Dans un paragraphe consacré au marché intérieur, la Lituanie, la Pologne et la Slovaquie ont obtenu l'ajout d'une phrase stipulant : "Il faut exploiter pleinement les possibilités qu'offre le secteur européen des services ; la directive sur les services adoptée récemment constitue un instrument essentiel à cet égard". Ces trois pays n'ont pas obtenu, par contre, qu'il soit indiqué que la libre circulation des travailleurs était de nature à renforcer la capacité concurrentielle de l'Union. De son côté, la France, flanquée de la Belgique et du Luxembourg, est parvenue à ce que l'appel du Conseil européen à la poursuite de la libéralisation des marchés postaux soit atténué par la mention "tout en assurant le financement d'un service universel efficace". Paris n'a pas obtenu, par contre, que la fiscalité des entreprises soit mentionnée dans la liste des domaines du marché intérieur où des progrès doivent être réalisés
La France a connu plus de succès concernant le Cycle de Doha : dans la version initiale, le Conseil européen était censé dire l'importance de parvenir à un accord "aussi vite que possible en 2007" ; la version finalement approuvé se borne à souligner "la nécessité de parvenir à un accord ambitieux, équilibré et global", sans plus de mention de date
Un dernier exemple, le plus parlant sans doute : "Stimuler l'emploi, moderniser et renforcer le modèle social européen" est l'un des titres des conclusions finales du Conseil européen. Il s'agit, en l'occurrence, d'une victoire de la Belgique, de l'Espagne, de la France, de l'Italie et du Luxembourg. D'autres Etats (Royaume-Uni, Danemark, Suède
) avaient demandé, en effet, que ce titre fasse référence à "des modèles sociaux européens". Une défaite contrebalancée, dans le chef de la Grande-Bretagne, par le fait que la notion de "juste rémunération" ne figure plus parmi les principes sous-tendant la notion de "travail de qualité", Londres ayant mis en doute la compétence de l'Union en ce qui concerne la question d'un salaire minimal. Dans le même esprit, la délégation britannique a obtenu qu'il ne soit plus mentionné que des normes sociales minimales devaient être sauvegardées au niveau de l'Union.
Ces clefs de lecture permettent, hélas, de relativiser le caractère soi-disant "historique" du sommet de printemps.

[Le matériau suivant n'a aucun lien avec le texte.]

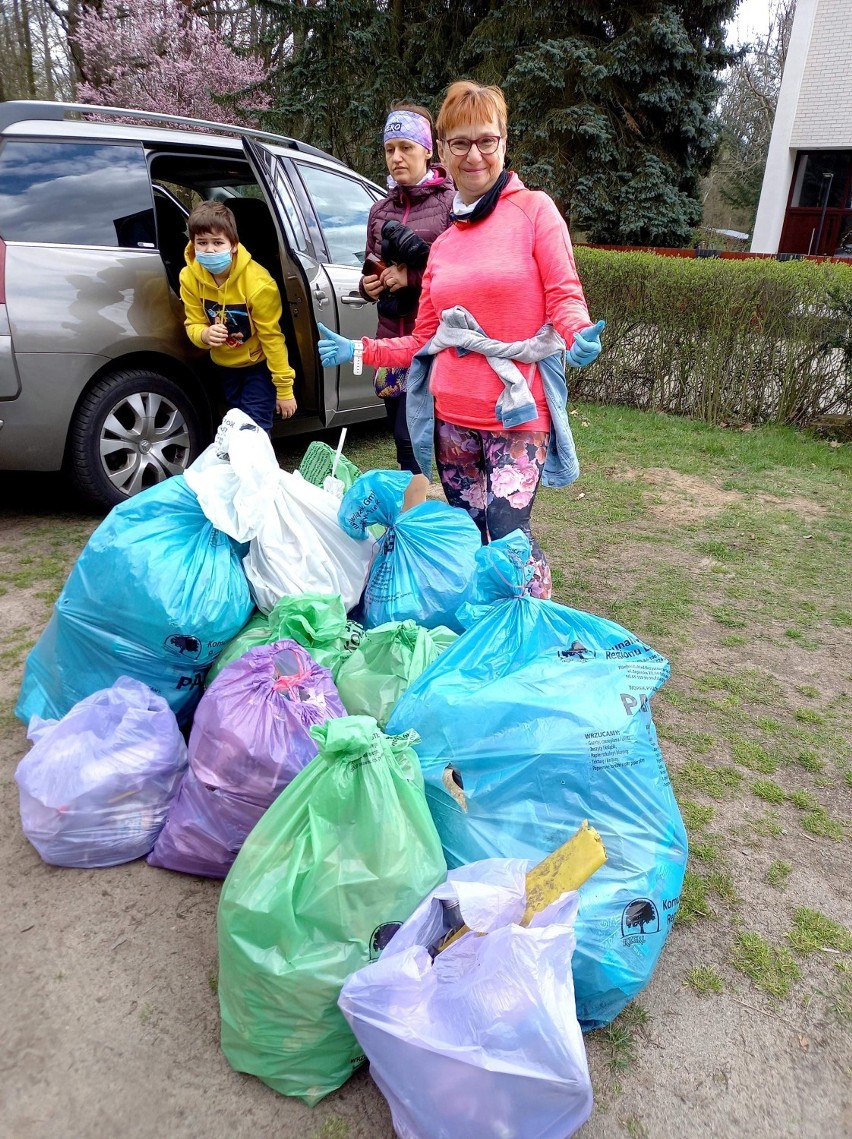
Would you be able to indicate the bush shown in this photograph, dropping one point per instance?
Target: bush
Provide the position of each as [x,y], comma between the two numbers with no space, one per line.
[751,341]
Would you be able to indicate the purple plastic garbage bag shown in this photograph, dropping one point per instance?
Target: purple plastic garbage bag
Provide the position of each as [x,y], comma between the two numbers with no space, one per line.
[251,736]
[97,785]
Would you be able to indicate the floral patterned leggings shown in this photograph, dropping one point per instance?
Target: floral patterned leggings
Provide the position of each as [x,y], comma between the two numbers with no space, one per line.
[494,477]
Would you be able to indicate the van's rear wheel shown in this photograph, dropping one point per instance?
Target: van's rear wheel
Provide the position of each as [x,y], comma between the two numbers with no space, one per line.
[133,429]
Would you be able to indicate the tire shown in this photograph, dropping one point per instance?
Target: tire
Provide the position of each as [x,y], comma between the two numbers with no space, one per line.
[133,429]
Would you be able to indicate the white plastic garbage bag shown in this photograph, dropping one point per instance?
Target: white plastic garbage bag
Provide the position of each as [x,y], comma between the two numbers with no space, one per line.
[235,476]
[483,1041]
[296,543]
[97,785]
[301,548]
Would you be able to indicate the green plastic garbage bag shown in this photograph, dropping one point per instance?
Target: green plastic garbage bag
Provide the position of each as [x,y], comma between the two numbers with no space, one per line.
[314,621]
[343,857]
[386,662]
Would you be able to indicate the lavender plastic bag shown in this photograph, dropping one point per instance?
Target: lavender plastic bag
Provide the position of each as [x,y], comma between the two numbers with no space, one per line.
[251,736]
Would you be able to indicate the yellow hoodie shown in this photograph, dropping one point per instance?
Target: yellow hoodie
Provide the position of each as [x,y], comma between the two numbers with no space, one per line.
[251,304]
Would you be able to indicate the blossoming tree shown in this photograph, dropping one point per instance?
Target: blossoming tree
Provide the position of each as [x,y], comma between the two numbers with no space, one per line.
[161,56]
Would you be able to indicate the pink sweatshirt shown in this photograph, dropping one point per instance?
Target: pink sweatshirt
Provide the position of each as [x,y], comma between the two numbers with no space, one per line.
[513,272]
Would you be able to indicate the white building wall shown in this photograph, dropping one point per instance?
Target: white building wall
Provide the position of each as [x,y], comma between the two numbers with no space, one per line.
[781,155]
[824,113]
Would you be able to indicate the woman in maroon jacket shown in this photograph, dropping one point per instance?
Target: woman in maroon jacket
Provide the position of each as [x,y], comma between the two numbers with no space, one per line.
[419,196]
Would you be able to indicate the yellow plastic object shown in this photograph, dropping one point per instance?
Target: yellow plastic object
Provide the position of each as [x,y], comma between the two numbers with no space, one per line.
[567,868]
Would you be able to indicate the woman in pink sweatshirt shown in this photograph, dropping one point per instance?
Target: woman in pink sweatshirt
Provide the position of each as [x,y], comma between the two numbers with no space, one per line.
[507,260]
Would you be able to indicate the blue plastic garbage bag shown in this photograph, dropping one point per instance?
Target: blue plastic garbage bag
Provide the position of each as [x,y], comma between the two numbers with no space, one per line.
[542,713]
[156,593]
[97,785]
[425,559]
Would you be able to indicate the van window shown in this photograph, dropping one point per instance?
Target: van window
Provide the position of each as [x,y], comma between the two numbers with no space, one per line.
[343,206]
[75,194]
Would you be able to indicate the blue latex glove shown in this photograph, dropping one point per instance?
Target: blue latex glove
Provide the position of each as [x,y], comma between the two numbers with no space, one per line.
[335,349]
[586,347]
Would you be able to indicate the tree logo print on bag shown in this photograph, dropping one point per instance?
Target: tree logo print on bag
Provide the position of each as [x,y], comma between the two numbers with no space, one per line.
[640,917]
[381,937]
[183,645]
[578,652]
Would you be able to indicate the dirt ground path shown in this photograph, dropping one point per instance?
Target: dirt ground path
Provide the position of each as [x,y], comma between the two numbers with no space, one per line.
[108,1015]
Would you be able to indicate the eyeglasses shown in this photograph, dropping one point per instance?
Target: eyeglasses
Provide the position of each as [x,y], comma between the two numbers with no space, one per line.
[486,144]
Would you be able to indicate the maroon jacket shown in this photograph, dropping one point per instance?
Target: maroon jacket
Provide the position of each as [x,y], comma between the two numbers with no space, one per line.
[425,209]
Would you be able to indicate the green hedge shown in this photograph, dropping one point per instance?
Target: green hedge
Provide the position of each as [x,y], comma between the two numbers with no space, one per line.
[751,341]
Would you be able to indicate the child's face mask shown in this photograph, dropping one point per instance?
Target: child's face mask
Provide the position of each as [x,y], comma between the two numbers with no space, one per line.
[214,262]
[213,252]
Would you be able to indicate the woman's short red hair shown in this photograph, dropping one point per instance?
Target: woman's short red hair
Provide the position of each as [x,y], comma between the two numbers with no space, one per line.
[467,103]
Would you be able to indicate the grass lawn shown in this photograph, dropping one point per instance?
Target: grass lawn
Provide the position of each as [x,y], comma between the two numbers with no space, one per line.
[729,551]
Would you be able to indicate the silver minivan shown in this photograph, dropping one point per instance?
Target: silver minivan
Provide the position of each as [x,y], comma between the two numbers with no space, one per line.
[97,375]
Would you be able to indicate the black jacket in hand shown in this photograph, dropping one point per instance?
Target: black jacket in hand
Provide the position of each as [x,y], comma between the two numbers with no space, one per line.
[401,246]
[425,210]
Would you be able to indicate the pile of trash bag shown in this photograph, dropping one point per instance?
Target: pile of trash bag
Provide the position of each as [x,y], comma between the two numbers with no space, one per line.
[481,1038]
[534,719]
[384,698]
[335,866]
[97,785]
[251,737]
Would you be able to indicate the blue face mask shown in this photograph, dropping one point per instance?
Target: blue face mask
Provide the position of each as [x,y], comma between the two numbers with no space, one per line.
[214,262]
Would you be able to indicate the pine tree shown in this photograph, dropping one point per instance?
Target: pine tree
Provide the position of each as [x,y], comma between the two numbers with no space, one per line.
[611,103]
[611,107]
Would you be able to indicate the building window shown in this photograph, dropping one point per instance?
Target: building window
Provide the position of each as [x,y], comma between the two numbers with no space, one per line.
[824,178]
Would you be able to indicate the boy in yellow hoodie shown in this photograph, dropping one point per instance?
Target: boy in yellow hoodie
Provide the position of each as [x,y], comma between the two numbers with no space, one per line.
[232,306]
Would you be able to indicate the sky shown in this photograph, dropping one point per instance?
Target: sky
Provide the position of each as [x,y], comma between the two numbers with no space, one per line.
[752,18]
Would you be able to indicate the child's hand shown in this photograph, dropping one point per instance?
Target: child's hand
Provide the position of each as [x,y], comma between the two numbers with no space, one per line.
[373,286]
[394,277]
[214,335]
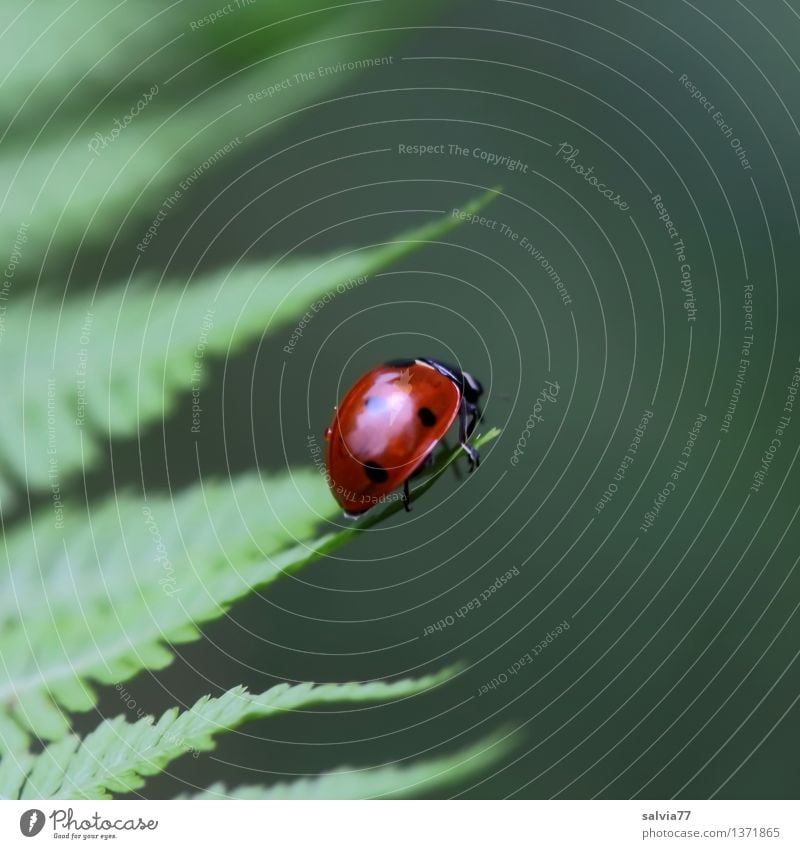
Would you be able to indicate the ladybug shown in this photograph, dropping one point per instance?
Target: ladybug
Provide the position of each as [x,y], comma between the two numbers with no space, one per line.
[387,425]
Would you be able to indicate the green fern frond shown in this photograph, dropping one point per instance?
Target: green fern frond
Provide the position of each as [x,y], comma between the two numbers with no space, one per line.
[68,193]
[86,370]
[391,781]
[150,573]
[118,756]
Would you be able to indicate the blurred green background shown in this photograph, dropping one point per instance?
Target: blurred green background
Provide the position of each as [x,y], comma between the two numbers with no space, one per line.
[678,674]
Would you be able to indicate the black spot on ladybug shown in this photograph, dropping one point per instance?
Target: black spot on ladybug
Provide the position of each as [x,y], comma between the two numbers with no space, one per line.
[426,416]
[375,472]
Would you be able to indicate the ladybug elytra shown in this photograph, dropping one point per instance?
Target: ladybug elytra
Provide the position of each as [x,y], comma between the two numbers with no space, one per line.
[387,425]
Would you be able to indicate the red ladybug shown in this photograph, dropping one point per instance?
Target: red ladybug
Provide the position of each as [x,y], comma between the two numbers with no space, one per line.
[388,424]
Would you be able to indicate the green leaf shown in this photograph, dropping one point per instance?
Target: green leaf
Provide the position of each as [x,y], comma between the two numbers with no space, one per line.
[392,781]
[118,756]
[85,370]
[69,193]
[125,579]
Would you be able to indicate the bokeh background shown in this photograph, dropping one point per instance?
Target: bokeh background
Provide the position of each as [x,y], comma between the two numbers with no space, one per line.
[677,675]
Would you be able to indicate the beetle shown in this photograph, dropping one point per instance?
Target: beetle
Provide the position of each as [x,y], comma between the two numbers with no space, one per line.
[388,424]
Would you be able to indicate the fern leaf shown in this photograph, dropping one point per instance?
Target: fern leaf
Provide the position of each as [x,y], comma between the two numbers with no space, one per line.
[75,378]
[392,781]
[131,578]
[68,193]
[118,756]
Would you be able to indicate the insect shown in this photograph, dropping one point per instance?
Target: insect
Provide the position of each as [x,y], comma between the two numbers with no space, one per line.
[388,424]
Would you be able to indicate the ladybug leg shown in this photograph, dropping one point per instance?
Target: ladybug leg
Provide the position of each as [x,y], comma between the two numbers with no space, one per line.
[447,450]
[465,426]
[476,415]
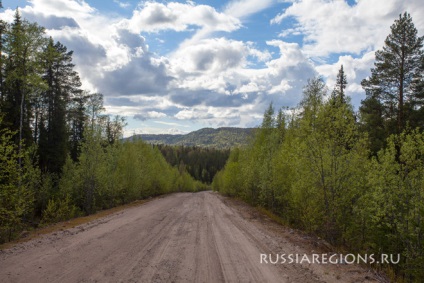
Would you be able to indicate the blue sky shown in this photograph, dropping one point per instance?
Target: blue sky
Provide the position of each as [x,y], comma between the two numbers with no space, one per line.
[177,66]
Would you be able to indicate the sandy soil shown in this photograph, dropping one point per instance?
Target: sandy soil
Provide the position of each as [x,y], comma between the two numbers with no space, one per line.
[185,237]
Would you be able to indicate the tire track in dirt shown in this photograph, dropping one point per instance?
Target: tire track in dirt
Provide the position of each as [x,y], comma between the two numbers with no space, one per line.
[184,237]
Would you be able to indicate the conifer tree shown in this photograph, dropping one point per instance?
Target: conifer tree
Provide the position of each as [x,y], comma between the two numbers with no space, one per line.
[62,82]
[397,73]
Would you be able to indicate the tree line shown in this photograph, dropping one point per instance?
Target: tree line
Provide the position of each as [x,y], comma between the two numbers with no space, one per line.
[354,178]
[201,163]
[60,155]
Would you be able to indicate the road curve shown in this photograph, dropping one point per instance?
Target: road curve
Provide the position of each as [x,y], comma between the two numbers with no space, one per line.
[183,237]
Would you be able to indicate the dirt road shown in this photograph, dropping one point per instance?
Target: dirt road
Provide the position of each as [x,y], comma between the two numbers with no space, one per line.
[185,237]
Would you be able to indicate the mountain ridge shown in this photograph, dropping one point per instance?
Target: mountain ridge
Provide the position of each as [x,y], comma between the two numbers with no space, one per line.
[224,137]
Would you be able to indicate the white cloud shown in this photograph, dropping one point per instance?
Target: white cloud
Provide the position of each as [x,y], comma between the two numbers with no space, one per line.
[245,8]
[335,27]
[154,17]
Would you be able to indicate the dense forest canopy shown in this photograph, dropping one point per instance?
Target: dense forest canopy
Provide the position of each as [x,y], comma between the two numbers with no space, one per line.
[356,179]
[61,156]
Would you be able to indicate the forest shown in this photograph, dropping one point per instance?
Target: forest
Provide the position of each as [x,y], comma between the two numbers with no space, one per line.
[61,156]
[354,178]
[201,163]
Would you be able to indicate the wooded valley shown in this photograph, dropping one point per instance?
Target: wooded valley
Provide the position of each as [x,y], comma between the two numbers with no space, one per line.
[353,178]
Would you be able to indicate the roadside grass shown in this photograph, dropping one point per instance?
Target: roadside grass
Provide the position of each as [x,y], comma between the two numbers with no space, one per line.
[60,226]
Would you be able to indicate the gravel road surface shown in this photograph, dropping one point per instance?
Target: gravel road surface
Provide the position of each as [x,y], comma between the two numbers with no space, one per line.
[183,237]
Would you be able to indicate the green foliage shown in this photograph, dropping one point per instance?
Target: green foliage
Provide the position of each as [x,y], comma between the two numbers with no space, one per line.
[315,172]
[15,180]
[59,210]
[394,89]
[201,163]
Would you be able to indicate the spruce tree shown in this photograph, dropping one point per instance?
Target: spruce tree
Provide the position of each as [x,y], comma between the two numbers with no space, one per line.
[62,82]
[397,73]
[338,94]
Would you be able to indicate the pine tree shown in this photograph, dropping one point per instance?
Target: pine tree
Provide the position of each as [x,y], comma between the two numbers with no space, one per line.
[62,82]
[338,94]
[22,76]
[398,70]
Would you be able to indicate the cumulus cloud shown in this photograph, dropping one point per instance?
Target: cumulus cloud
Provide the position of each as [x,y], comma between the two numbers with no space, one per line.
[336,27]
[154,17]
[213,77]
[149,115]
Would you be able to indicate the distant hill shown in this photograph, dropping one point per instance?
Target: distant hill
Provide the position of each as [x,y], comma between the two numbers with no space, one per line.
[206,137]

En Europe, des divisions importantes, majeures même, persistent quant à la manière d'envisager un avenir commun ! La rédaction très laborieuse de la "Déclaration de Berlin" qui marquera le cinquantième anniversaire des traités de Rome en est une preuve supplémentaire
Michel Theys est journaliste spécialisé dans les questions européennes. Sa société, EuroMedia Services, est active dans les domaines de la presse écrite et audiovisuelle.